Henry Lin and Abraham Loeb at the Harvard-Smithsonian Centre for Astrophysics in Cambridge made a mathematical model of the way human population density varies across a flat Euclidean plane, thus ignoring the curvature of the Earth. Their approach was very similar to how cosmologists consider the evolution of galaxies: first they consider the matter density in the early Universe; then follows the mathematical structure of any variation in density; finally, they explain how this density can change over time as more matter is added or taken away from specific regions.
Lin and Loeb tested the model against publicly available data, and found “the results are in good agreement with the theoretical prediction across a broad range of spatial scales, from a few km to ∼ 10^3 km.” Using the model, the researchers calculated the number of cities past a certain population threshold and found their quantity has a logarithmic slope equal to -1. “This statement is equivalent to Zipf’s law: the rank of a city is inversely proportional to its size,” point out Lin and Loeb.
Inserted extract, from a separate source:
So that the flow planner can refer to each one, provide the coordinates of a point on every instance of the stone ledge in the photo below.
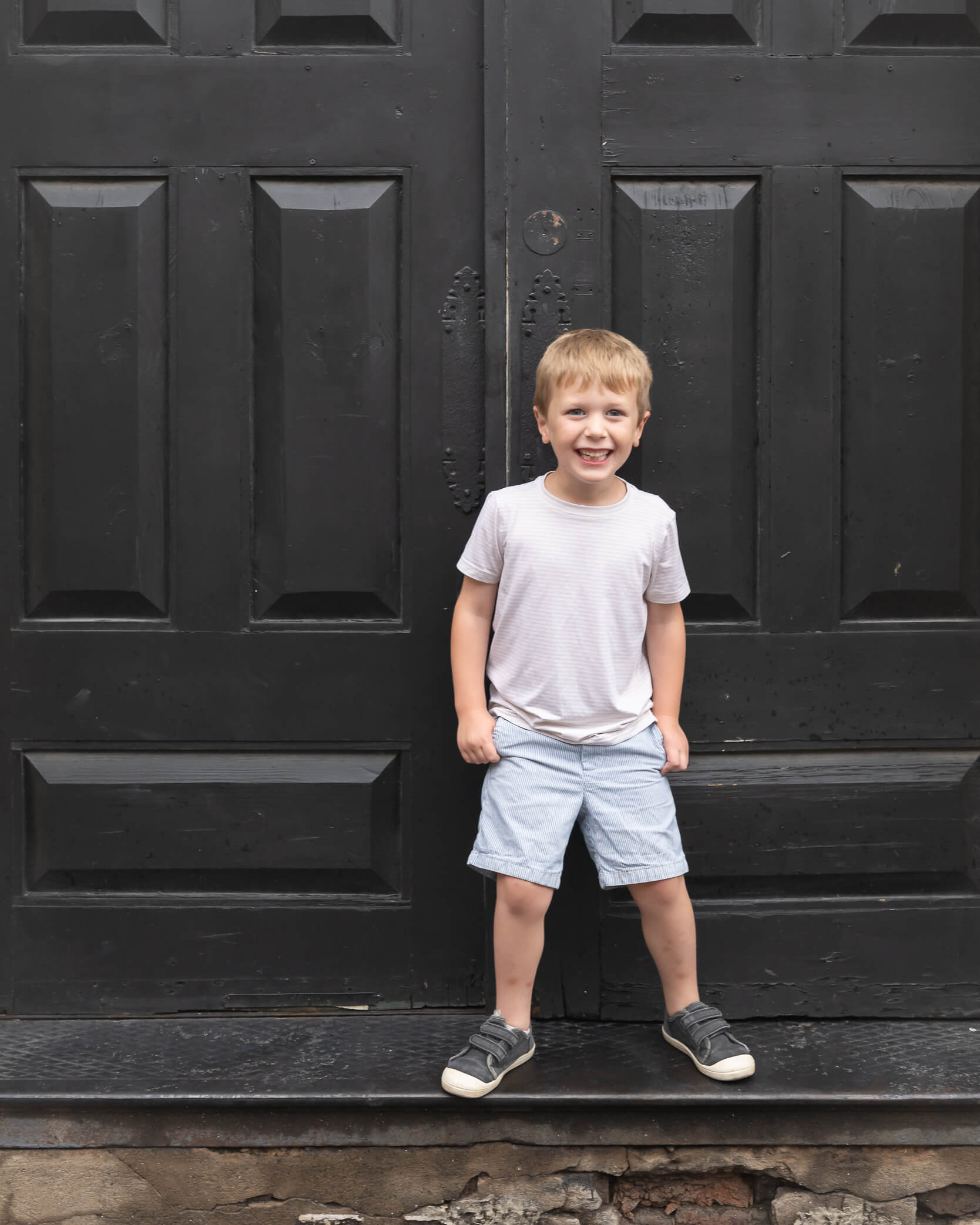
(493, 1185)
They also computed the average number of friends a person might have within a given region. And once again their model comes up with the inverse-rank friendship law that urban sociologists are already familiar with.
Moreover, initial conditions seems to matter very little as the model always comes up with the same rules. It’s easy to think this is just some mathematical show and tell, but the findings are quite important since the same model could be used to follow other factors that are related to population density, such as the spread of disease.
“Just as the development of models for non-linear structure formation in the universe led to a wealth of theoretical and observational work in cosmology, future work here could include the calculation of new observables such as the bias factor for the spread of epidemics,” they conclude.